The following packages you requested were not found:
kernel-largesmp


Comment 14 Andy Gospodarek 2007-07-27 14:19:38 UTC
(In reply to comment #13)
> What is the largesmp kernel?
> 
> # up2date kernel-largesmp
> 
> Fetching Obsoletes list for channel: rhel-i386-as-4...
> 
> Fetching rpm headers...
> 
> Name                                    Version        Rel     
> ----------------------------------------------------------
> 
> 
> The following packages you requested were not found:
> kernel-largesmp
> 

The test packages are not available on RHN, they are available in my people page:

http://people.redhat.com/agospoda/#rhel4

Comment 15 glshank 2007-07-27 14:30:18 UTC
I understand that but what is it?
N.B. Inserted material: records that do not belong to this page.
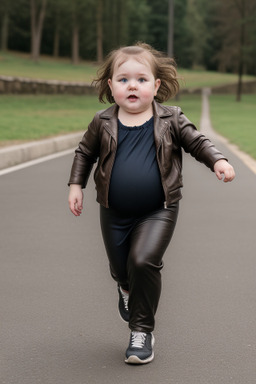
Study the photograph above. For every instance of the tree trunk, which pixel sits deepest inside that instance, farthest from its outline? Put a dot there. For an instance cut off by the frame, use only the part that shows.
(170, 28)
(4, 31)
(241, 55)
(75, 45)
(56, 38)
(99, 32)
(37, 20)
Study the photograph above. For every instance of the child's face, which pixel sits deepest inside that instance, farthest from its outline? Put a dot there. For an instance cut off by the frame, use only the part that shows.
(133, 84)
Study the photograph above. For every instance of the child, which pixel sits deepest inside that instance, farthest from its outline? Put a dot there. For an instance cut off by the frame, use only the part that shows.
(137, 146)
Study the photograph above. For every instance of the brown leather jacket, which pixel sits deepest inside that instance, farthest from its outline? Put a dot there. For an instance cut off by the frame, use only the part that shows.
(173, 131)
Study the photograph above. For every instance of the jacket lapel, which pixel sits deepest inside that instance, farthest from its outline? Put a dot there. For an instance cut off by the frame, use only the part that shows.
(161, 121)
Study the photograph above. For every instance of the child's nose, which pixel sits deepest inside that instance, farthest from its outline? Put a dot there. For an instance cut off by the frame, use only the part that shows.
(132, 84)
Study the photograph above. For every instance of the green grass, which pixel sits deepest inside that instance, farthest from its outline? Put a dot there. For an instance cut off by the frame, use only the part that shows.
(201, 78)
(236, 121)
(26, 118)
(19, 64)
(191, 105)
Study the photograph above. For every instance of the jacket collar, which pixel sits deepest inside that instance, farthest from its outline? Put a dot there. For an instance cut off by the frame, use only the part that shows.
(161, 114)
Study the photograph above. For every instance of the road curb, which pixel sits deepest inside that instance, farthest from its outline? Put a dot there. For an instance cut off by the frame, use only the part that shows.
(17, 154)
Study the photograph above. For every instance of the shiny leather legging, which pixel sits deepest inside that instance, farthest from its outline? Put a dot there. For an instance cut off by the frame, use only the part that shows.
(135, 247)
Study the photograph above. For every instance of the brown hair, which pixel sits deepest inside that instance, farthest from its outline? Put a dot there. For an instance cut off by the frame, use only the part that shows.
(163, 68)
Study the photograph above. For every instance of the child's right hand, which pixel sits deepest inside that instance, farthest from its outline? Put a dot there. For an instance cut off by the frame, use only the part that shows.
(75, 199)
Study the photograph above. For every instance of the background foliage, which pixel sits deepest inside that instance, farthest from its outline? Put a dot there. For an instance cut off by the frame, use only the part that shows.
(206, 33)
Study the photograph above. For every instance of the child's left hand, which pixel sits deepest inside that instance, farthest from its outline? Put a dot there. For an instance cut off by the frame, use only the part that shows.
(222, 167)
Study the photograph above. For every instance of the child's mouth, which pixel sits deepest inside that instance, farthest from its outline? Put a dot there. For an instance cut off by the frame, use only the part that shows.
(132, 97)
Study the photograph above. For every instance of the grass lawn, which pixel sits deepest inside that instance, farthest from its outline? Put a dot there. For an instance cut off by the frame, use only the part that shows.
(235, 120)
(19, 64)
(27, 117)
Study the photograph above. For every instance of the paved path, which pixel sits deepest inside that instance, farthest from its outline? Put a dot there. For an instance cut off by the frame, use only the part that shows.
(58, 318)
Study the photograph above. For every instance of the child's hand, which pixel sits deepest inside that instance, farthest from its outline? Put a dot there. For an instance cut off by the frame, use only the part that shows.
(222, 167)
(75, 199)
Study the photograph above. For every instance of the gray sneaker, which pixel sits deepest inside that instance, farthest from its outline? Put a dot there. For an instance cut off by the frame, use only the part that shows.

Is it for systems with > 4 GB but less thab 12
GB, or what?


Comment 16 glshank 2007-08-16 21:57:20 UTC
No answer?

Comment 17 Andy Gospodarek 2007-08-17 02:02:46 UTC
Sorry 'bout that.  

On RHEL4 largesmp kernels are for systems with a large number of processors.  On
x86_64 it increases the number of CPUs supported from 8 to 64, on ppc64 it
increases the number of CPUs supported from 64 to 128, and on ia64 it increases
the number of supported CPUs from 64 to 512.

Hope that helps.

Comment 18 Andy Gospodarek 2008-04-08 14:49:11 UTC
This bug has seen no activity in quite a while, so I can only presume it is no
longer a problem.  If there is still an issue that needs to be resolved, please
re-open this bug and I will be happy to help resolve it.  Thank you.

Comment 19 David Tonhofer 2008-04-08 16:48:32 UTC
Hi, Original Poster here. I could not reliably produce the bug. The machine (no
hardware modifications since report expcet additional RAM) is now running RH4
with  2.6.9-67.0.1.ELsmp, and the hardware is stable. 

Comment 20 Andy Gospodarek 2008-04-10 16:19:53 UTC
Thanks for the feedback, David.  

Don't hesitate to open another bug or reopen this one if the problem appears
again on your current or any later kernel.